I have never been a superstitious person, so in spite of Macbeth's reputation of being a "cursed" Shakespeare show to produce, I decided to fly in the face of tradition an make a conscious effort to revel in the unlucky. A cast of thirteen actors seemed a fitting start. I say the name "Macbeth" inside theatres, outside theatres, really whenever I feel it necessary (and sometimes unnecessary) to do so. In the past couple of weeks, however, I get the feeling there might be something to this shroud of ill-omen that seems to hang around the productions as the three "Weird Sisters" hang around graveyards.
Most directors know enough to expect the unexpected when working on productions. Typical problems arise no matter what precautions are taken. Actors get sick, emergencies happen, artistic choices don't work in the way first envisioned and need to be adapted. Things like this happen. These are rather ordinary surprises that occur from production to production.
Performances spaces, however, much to the surprise of the producing organization, being torn up and fenced off would count as an extraordinary surprise.
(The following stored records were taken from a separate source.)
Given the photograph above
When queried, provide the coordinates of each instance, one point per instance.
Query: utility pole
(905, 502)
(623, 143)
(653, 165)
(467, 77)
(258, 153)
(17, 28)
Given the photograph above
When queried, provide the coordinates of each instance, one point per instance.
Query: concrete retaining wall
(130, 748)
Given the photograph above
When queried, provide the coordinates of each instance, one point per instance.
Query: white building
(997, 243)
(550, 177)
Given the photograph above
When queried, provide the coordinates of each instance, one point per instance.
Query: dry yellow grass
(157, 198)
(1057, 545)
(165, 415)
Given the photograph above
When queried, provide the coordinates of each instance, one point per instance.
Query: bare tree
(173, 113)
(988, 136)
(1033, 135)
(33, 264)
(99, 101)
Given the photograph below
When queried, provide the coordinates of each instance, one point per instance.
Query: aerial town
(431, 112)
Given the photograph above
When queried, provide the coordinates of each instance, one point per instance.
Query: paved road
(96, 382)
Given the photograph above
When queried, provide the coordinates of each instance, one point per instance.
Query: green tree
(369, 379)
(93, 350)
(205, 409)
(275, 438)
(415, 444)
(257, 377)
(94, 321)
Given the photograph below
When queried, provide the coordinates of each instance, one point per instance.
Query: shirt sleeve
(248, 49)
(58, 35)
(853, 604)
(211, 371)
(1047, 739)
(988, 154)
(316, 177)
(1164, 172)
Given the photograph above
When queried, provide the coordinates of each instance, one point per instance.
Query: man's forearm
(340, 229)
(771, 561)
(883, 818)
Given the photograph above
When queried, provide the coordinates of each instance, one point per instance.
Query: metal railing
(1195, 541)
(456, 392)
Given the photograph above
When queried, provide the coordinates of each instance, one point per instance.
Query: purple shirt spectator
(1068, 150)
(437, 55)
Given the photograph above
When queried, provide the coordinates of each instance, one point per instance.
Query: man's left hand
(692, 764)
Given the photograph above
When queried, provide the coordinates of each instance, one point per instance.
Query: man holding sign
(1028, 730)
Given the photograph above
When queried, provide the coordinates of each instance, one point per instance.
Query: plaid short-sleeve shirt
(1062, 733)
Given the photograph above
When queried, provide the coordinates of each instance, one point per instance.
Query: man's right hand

Imagine our collective stress-levels rising when we encountered a playing space of sand and orange caution fencing. Our first week of rehearsals, therefore, has taken place indoors in the Main Stage. "Bard in the Main Stage" or "Bard in the Lab Theatre" don't seem to have the same ring to it.
At the moment, there is little to be done about the situation although than block the show, keep the actors focused on the work, and know that things will need to be adjusted on the blessed day when we can return to our space.